In 2024, it greenlit new health and agriculture projects—e.g. a €2.76 million wheat support initiative to benefit 2,000 farmers and a €0.55 million health program providing 6,240 dialysis sessions over 10 months. The total number of SRTF projects then stood at 71, with a cumulative budget of around €269.07 million.

==Achievements and impact==
SRTF’s own reporting claims substantial reach: as of 2024, it asserts to have reached 14 million people with basic services, income support, and food security programming. In 2023, through 35 projects, 1.13 million individuals across sectors were benefitted.
Sectorally, in 2023 the fund supported wheat production on 26,321 hectares by 12,438 farmers, resulting in ~100,000 tons in output. It also assisted bread production by supplying materials to mills and bakeries, alongside promoting renewable energy in health, water, and agricultural operations.

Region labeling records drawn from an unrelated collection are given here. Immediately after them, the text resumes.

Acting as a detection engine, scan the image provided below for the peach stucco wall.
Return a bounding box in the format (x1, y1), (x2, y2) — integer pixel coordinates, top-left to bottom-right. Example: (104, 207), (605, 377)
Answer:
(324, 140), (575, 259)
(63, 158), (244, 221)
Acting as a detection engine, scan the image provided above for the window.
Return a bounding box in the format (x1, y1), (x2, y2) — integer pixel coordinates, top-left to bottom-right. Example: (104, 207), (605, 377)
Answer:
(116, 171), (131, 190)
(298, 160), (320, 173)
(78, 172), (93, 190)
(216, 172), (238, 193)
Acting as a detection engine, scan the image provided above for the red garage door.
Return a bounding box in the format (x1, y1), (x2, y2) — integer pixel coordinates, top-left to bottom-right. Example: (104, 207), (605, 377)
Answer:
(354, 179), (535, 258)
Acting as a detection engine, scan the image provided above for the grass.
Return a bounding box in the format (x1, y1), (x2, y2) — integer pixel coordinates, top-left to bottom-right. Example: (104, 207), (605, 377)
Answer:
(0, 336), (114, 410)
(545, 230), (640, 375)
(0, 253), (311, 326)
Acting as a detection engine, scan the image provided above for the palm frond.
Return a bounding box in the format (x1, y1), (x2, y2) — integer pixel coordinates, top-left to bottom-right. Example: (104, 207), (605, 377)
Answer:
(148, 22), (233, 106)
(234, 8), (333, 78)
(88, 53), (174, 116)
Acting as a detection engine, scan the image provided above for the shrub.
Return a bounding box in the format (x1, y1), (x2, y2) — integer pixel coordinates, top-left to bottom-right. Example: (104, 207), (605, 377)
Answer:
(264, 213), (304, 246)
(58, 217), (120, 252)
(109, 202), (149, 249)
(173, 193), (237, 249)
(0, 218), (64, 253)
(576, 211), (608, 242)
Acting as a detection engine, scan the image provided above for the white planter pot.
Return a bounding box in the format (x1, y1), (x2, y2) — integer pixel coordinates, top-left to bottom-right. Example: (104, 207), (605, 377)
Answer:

==Challenges and criticism==

Public-facing sources seldom provide detailed critical assessments of SRTF, but some commonly observed challenges include:
- Access constraints: Security and territorial fragmentation impede project delivery in certain zones.
- Reliance on self-reporting: Much of the evidence of impact is derived from donor or fund reports, with limited independent evaluation in public domain.
Further critical appraisal by independent research or NGOs would strengthen the article’s balance and verifiability.